Discuss any mergers and acquisitions Kohl's has made of other firm. Did any of these mergers result in international expansion? Were these mergers successful, why or why not?

  If tax is levied on the output of competitive firm

If a tax is levied on the output of a competitive firm, the firm acts as though

  Issue new stock to finance its capital budget

Assume that you are on the financial staff of Vanderheiden Inc., and you have collected the following data: The yield on the company's outstanding bonds is 7.75%, its tax rate is 40%, the next expected dividend is $0.65 a share, What is the firm's WA..

  Why do pension funds have vesting periods

Why do pension funds have vesting periods? Do vesting periods have any advantages to employees relative to a system where new hires are eligible to participate in a pension plan right away?

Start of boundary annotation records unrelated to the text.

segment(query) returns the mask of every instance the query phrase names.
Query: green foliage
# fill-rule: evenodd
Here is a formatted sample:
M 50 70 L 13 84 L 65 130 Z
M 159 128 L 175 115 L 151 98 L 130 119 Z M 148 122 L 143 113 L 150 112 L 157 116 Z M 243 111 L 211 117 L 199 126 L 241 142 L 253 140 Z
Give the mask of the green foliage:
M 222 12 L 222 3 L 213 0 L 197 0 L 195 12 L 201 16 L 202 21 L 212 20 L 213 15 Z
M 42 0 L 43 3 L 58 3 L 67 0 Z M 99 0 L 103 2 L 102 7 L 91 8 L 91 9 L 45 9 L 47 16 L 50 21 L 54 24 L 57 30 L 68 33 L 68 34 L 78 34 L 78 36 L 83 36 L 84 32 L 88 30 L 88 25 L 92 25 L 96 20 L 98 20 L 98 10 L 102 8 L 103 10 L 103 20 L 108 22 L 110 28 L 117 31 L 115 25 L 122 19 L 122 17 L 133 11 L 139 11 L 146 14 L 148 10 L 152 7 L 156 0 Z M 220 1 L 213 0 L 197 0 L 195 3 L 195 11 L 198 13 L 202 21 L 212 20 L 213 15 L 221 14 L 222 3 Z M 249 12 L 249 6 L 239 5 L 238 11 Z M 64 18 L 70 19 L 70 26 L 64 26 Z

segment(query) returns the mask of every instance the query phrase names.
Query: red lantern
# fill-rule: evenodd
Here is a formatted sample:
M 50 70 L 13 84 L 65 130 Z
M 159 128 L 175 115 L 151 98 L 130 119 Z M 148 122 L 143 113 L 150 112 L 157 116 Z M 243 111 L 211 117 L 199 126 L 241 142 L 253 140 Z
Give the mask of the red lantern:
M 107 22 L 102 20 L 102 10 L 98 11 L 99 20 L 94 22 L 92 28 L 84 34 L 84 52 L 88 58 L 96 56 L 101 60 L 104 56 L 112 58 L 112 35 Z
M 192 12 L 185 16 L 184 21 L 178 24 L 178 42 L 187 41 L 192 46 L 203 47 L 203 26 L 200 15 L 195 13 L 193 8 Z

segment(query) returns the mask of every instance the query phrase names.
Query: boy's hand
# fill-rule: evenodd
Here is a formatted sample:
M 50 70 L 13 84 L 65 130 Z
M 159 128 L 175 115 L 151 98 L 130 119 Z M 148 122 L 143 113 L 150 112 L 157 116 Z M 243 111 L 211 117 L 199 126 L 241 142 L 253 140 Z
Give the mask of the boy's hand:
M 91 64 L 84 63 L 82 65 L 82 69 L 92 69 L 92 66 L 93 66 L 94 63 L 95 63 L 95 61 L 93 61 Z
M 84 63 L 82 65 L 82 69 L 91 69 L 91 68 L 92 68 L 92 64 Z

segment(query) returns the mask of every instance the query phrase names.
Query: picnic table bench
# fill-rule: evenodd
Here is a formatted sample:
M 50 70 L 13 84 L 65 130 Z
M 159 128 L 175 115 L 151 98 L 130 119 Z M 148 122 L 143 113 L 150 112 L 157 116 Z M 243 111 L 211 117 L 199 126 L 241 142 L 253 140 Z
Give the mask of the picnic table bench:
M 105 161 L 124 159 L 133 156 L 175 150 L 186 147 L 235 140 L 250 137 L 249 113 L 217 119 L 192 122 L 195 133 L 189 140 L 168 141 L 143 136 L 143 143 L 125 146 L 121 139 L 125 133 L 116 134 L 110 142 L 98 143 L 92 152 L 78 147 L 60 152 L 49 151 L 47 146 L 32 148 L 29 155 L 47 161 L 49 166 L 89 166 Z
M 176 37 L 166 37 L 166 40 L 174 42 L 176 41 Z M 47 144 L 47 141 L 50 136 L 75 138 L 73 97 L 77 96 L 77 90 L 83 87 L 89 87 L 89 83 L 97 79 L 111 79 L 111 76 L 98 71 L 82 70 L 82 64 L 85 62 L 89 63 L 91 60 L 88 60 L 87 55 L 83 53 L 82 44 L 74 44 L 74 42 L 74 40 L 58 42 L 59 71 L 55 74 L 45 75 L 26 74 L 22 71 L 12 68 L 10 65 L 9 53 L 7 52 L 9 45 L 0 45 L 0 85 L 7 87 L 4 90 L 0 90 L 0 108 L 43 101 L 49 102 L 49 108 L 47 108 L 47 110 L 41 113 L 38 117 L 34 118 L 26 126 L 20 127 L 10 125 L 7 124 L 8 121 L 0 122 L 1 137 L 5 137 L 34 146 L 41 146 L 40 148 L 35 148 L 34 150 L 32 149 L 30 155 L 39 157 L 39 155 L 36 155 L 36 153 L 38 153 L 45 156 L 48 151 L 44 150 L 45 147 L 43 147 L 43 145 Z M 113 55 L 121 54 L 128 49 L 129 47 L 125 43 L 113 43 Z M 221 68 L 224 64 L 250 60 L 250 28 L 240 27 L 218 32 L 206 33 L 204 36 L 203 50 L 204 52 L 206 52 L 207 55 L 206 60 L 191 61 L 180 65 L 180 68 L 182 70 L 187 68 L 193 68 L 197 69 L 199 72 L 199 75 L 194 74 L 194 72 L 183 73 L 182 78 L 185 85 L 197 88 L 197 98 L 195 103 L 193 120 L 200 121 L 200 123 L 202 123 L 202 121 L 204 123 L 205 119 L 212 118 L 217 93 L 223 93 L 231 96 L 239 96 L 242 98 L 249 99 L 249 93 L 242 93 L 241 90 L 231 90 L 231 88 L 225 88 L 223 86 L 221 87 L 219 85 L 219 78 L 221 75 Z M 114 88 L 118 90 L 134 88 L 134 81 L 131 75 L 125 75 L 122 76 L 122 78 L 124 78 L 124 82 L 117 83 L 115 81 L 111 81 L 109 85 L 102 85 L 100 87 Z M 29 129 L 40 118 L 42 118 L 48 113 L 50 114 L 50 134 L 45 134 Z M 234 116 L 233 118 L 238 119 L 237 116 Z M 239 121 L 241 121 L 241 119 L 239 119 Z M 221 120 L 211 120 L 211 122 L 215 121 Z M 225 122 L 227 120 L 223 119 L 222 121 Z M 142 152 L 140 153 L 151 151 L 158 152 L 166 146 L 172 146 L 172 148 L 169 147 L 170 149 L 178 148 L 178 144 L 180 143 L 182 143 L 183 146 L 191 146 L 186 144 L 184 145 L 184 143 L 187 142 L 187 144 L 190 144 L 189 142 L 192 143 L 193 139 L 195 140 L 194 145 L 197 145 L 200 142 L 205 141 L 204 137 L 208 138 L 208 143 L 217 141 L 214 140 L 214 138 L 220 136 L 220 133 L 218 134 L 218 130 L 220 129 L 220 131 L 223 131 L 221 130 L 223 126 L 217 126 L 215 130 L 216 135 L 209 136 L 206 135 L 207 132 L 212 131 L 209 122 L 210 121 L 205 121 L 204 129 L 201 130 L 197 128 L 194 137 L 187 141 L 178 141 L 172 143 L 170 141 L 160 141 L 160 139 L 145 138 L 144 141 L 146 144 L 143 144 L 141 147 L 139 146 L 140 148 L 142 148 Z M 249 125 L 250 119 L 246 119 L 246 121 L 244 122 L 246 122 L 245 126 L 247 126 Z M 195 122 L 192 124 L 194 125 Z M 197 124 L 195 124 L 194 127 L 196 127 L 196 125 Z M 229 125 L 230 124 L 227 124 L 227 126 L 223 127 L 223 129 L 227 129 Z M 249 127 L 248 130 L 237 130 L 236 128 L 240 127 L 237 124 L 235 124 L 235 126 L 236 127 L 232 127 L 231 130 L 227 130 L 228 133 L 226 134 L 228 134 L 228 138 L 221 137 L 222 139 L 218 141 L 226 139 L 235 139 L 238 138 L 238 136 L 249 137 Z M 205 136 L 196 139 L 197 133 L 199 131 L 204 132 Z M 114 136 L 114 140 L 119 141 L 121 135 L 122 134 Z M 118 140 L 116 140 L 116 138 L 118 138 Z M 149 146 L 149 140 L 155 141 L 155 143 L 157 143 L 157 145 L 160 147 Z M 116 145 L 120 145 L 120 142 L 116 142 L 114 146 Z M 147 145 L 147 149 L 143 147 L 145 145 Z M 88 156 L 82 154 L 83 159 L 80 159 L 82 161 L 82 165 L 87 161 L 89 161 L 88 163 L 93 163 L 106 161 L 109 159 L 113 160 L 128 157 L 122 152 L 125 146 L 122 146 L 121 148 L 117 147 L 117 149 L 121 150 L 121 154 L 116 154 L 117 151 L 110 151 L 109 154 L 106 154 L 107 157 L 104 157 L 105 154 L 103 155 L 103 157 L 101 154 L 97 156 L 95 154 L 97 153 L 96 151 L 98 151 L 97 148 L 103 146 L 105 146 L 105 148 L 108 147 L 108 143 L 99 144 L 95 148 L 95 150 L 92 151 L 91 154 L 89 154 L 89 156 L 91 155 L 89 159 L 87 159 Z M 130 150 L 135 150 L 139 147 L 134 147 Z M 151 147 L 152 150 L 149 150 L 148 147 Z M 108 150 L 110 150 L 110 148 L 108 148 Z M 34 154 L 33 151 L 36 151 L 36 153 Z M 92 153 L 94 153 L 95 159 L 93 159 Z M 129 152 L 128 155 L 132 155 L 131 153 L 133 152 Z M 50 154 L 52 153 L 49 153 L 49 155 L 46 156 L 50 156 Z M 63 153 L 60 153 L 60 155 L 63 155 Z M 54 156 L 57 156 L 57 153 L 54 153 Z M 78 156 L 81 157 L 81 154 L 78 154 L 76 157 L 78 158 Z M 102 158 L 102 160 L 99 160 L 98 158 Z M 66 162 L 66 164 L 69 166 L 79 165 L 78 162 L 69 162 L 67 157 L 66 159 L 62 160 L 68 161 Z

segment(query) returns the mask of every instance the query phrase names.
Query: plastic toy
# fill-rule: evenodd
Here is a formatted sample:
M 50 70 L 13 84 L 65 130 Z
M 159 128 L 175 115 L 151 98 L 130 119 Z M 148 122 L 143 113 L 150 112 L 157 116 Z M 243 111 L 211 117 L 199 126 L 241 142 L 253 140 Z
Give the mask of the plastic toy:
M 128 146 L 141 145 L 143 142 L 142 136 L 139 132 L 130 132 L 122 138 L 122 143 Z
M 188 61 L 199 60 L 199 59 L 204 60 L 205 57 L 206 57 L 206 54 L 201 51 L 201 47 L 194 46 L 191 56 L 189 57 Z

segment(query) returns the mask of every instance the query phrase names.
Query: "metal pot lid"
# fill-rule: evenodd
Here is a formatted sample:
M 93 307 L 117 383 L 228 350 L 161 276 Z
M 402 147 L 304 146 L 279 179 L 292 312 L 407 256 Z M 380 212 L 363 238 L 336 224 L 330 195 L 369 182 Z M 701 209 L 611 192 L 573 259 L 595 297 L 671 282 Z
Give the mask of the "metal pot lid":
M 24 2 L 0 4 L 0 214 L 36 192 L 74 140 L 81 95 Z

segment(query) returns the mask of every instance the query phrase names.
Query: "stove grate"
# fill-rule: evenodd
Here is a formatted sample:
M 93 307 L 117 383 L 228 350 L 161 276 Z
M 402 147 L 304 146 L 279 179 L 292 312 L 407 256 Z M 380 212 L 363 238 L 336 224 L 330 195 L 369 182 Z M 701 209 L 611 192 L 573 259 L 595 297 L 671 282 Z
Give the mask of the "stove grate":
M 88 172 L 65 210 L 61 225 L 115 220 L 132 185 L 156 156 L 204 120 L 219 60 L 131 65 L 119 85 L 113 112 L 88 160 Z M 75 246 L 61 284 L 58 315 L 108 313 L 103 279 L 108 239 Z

  Coupon paid semi annually bond

Three years ago, Joe bought a 5-year, 10% coupon paid semi annually bond for $1000. Currently, with interest rates having risen sharply, the bond is selling for $800 and you decide to sell it off. If you had re-invested the semi-annual coupons as you..

  Calculate the macrs depreciation schedule

Calculate the MACRS depreciation schedule for a milling machine that costs $47,500 and has installation and shipping costs of $2,500.

  The primary function of financial markets

The primary function of financial markets is to:

Free Assignment Quote

Assured A++ Grade

Get guaranteed satisfaction & time on delivery in every assignment order you paid with us! We ensure premium quality solution document along with free turntin report!